Es war damals die Meinung der meisten Sportfunktionäre. Viele Mediziner und Psychologen behaupteten, der sportliche Wettbewerb gefährde die Gebärfähigkeit und warnten vor einer Vermännlichung.
Dennoch wurden ab 1900 bei Olympia einige Frauen geduldet, beim Tennis und Golfen etwa oder beim Bogenschießen, in züchtigen bodenlangen Röcken, versteht sich.
"Der Kampf gebührt dem Manne"
Bei den leichtathletischen Kern-Wettbewerben der Spiele aber war erstmal nichts zu machen. Leichtathletik galt als Kampfsport, bei dem weibliche Anmut und Grazie angeblich verschwanden:
"Der Kampf gebührt dem Manne, der Natur des Weibes ist er wesensfremd. Darum weg mit den Damen-Leichtathletikmeisterschaften."

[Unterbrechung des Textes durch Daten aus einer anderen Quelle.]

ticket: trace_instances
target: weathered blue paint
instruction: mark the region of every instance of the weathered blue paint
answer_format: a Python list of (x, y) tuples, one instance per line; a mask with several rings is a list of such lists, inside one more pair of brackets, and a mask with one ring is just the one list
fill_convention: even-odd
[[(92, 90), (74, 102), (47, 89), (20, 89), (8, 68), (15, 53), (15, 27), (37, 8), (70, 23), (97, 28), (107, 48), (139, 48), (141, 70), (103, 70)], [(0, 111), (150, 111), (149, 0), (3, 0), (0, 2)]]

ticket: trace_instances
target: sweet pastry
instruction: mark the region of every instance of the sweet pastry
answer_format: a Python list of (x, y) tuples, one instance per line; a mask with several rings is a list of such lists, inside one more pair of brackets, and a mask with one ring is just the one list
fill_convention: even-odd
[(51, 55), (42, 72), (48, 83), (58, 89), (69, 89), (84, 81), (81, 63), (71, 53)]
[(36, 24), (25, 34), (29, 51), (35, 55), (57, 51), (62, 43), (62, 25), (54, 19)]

Erklärte denn auch der deutsche Zehnkämpfer Karl Ritter von Halt. Als sich die Herren Funktionäre im Vorfeld der Olympiade in Antwerpen 1920 weiterhin weigerten, den Frauen die Teilnahme an olympischen Leichtathletik-Wettbewerben zu gestatten, organisierte Alice Milliat zusammen mit der Präsidentin des Internationalen Sport Clubs von Monaco Camille Blanc eigene olympische Frauenspiele. Sie fanden erstmals vom 24. bis 31. März 1921 in Monte Carlo statt. Dazu Sporthistoriker Ansgar Molzberger:
"Wir wissen, es gab Teilnehmerinnen aus Frankreich, Großbritannien, aus der Schweiz kamen ein paar Athletinnen, Italien war, glaube ich, auch dabei, aber es war noch kein großes, umfassendes Fest, ihm wird eher ein Lokalcharakter zugeschrieben."
Die Leistungen überzeugten
Doch die jungen Sportlerinnen, die beim Laufen, Springen und Werfen in bequemen kurzen Hosen antraten, überzeugten mit ihren Leistungen und sorgten für große Aufmerksamkeit. Für jede Teilnehmerin hatten die Organisatorinnen eine Gedenkmedaille prägen lassen. Am Ende gab es noch ein Basketballspiel, und eine Gruppe junger Frauen demonstrierte in "fließenden arm- und beinlosen Tunikas", wie es in einer Bildunterschrift hieß, "anmutige Übungen in tänzerischer Gymnastik."
Nach dem durchschlagenden Erfolg des Pilotprojektes wurden ab 1922 alle vier Jahre Olympische Frauenspiele durchgeführt. Sie wurden zu einem "Konkurrenzprodukt" der Olympischen Spiele, sagt Ansgar Molzberger: "Nicht ganz so groß wie die Olympischen Spiele, aber so erheblich groß, dass es den Herren insbesondere der olympischen Bewegung sehr auffällt, und man merkt, wir müssen uns darum kümmern."
Skispringen bis 2014 Männern vorbehalten
Die Herren der olympischen Ringe und die Funktionäre des internationalen Leichtathletikverbandes nahmen Verhandlungen auf. Sie verlangten die Streichung des Begriffs "olympisch" aus dem Titel der Frauenspiele und im Gegenzug erlaubten sie Frauen bei den Olympischen Spielen 1928 in Amsterdam die Teilnahme an fünf Leichtathletik-Wettbewerben.
Aber erst 2014, bei den Spielen im russischen Sotschi, eroberten die Frauen auch die letzte olympische Männerdomäne und durften im Skispringen an den Start gehen.
Aber erst 2014, bei den Spielen im russischen Sotschi, eroberten die Frauen auch die letzte olympische Männerdomäne und durften im Skispringen an den Start gehen.